Surgical management remains the cornerstone of treatment for type 2 diastematomyelia. Laminectomy and correction of the split spinal cord, as performed in this case, aim to alleviate neurological symptoms and prevent complications. Successful outcomes are contingent on the expertise of a multidisciplinary team, including orthopedic and neurosurgical specialists [12]. Regular follow-up is essential to monitor the patient's stability and address any potential complications that may arise over time. The rarity of type 2 diastematomyelia necessitates collaboration among healthcare professionals to consolidate knowledge and enhance treatment strategies. Ongoing research is crucial to refining diagnostic approaches, elucidating underlying genetic factors, and exploring novel therapeutic modalities.
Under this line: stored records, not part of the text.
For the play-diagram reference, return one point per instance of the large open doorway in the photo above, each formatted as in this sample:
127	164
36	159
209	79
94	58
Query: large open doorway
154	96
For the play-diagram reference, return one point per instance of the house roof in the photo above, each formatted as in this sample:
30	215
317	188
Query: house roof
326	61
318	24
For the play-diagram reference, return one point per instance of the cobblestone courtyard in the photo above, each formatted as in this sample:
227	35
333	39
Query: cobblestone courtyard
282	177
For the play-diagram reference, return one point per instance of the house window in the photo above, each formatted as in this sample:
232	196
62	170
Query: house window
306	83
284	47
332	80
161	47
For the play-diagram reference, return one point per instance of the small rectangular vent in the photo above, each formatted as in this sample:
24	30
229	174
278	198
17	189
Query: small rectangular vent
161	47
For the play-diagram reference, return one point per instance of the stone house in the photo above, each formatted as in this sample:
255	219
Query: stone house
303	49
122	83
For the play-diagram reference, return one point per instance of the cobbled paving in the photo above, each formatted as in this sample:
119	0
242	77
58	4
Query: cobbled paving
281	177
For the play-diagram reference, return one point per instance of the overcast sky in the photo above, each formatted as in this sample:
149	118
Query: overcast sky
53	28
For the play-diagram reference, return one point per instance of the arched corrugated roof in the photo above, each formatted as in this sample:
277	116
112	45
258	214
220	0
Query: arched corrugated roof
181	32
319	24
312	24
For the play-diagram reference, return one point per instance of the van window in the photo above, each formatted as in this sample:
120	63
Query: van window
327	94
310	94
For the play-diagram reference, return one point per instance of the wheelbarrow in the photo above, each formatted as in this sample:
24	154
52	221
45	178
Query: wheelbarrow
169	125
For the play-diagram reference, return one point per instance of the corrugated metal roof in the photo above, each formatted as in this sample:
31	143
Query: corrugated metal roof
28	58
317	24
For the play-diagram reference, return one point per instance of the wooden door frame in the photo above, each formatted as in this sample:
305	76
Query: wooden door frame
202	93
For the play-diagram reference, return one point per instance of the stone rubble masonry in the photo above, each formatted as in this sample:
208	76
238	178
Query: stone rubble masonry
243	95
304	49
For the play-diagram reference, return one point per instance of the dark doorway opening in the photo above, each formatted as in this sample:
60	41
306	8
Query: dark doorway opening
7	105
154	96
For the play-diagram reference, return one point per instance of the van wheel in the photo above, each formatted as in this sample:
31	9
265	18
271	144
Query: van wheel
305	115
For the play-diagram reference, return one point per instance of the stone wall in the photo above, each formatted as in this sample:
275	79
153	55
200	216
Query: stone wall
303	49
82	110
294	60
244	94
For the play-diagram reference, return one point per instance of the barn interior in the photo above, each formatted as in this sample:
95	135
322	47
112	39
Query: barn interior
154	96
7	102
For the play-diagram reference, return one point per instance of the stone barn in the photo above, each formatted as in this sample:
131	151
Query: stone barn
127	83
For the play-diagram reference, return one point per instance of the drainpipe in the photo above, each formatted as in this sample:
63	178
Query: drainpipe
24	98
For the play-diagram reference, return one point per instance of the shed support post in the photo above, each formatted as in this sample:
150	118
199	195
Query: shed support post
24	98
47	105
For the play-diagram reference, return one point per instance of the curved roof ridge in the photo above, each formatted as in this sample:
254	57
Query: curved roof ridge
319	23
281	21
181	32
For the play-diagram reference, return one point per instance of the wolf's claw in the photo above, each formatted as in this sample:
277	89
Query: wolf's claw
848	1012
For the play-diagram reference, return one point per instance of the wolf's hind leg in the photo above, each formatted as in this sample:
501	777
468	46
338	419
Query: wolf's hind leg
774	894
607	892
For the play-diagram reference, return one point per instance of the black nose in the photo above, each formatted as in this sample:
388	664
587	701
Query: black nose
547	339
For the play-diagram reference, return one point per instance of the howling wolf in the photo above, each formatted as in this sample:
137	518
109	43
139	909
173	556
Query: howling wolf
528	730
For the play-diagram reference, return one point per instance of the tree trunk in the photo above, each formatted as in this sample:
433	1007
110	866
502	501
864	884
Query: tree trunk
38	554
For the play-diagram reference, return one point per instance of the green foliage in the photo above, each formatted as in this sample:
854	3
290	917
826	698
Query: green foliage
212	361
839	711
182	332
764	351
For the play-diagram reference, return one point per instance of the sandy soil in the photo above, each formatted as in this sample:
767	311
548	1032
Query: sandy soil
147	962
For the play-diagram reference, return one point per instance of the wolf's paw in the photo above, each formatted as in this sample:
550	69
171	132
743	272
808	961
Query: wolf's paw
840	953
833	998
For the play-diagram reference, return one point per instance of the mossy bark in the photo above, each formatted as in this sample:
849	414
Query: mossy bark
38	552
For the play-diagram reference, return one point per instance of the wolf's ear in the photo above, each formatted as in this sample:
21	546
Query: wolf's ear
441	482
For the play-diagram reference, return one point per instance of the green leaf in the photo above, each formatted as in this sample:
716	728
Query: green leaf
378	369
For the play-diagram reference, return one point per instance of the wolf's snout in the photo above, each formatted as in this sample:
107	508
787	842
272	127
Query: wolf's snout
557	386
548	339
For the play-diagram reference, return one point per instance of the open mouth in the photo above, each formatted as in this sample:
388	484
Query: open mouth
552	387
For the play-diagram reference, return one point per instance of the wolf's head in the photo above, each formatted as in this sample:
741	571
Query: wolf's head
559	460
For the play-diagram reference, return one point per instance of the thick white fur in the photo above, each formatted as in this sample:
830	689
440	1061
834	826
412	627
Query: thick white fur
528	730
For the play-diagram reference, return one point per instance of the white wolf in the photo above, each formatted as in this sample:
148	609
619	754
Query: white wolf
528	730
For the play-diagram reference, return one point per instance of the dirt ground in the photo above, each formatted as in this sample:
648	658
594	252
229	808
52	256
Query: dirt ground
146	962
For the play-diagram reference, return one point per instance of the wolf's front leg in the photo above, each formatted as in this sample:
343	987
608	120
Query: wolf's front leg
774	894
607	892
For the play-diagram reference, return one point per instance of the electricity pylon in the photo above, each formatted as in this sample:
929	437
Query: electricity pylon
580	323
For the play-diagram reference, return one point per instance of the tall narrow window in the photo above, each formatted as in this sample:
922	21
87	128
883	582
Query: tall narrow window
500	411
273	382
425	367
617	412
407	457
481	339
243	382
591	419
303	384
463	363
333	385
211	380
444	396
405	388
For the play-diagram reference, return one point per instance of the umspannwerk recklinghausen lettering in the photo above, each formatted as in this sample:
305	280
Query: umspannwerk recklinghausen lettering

Long-term studies are warranted to assess the durability of surgical outcomes and the patient's quality of life throughout their developmental stages.

Conclusions

In conclusion, this case emphasizes the crucial role of early diagnosis and surgical intervention in treating type 2 diastematomyelia with spina bifida in pediatric patients. The initial complaints of lower back pain and a congenital skin defect prompted thorough radiological examinations, leading to the successful execution of laminectomy and correction of the split spinal cord. This multidisciplinary approach, involving orthopedic and neurosurgical specialists, resulted in postoperative stability and symptom resolution. The case underscores the significance of timely intervention in improving outcomes and quality of life for affected individuals. Further research is needed to refine treatment approaches, and collaborative efforts among healthcare professionals remain essential in advancing our understanding of these complex congenital anomalies. Overall, this case contributes valuable insights to the existing literature, highlighting the positive impact of comprehensive medical care and surgical expertise on the well-being of pediatric patients with type 2 diastematomyelia.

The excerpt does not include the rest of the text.